How to Use Transfer Learning for Image Classification using Keras in Python

Abdou Rockikz · 05 oct 2019

Abdou Rockikz · 9 min read · Machine Learning · Computer Vision

In the real world, it is rare to train a Convolutional Neural Network (CNN) from scratch, as it is hard to collect a massive dataset to get better performance. Instead, it is common to use a pretrained network on a very large dataset and tune it for your classification problem, this process is called Transfer Learning.

What is Transfer Learning

It is a machine learning method where a model is trained on a task that can be trained (or tuned) for another task, it is very popular nowadays especially in computer vision and natural language processing problems. Transfer learning is very handy given the enormous resources required to train deep learning models.

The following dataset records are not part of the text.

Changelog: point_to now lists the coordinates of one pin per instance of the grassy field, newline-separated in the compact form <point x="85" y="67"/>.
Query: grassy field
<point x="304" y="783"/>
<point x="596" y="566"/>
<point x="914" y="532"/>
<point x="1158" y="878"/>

Here are the most important benefits of transfer learning:

  • Speeds up training time.
  • It requires less data.
  • Use the state-of-the-art models that are developed by deep learning experts.

For these reasons, it is better to use transfer learning for image classification problems instead of creating your model and training from scratch, models such as ResNet, InceptionV3, Xception, and MobileNet are trained on a massive dataset called ImageNet which contains of more than 14 million images that classifies 1000 different objects.

Loading & Preparing the Dataset

We gonna be using flower photos dataset, which consists of 5 types of flowers (daisy, dandelion, roses, sunflowers and tulips).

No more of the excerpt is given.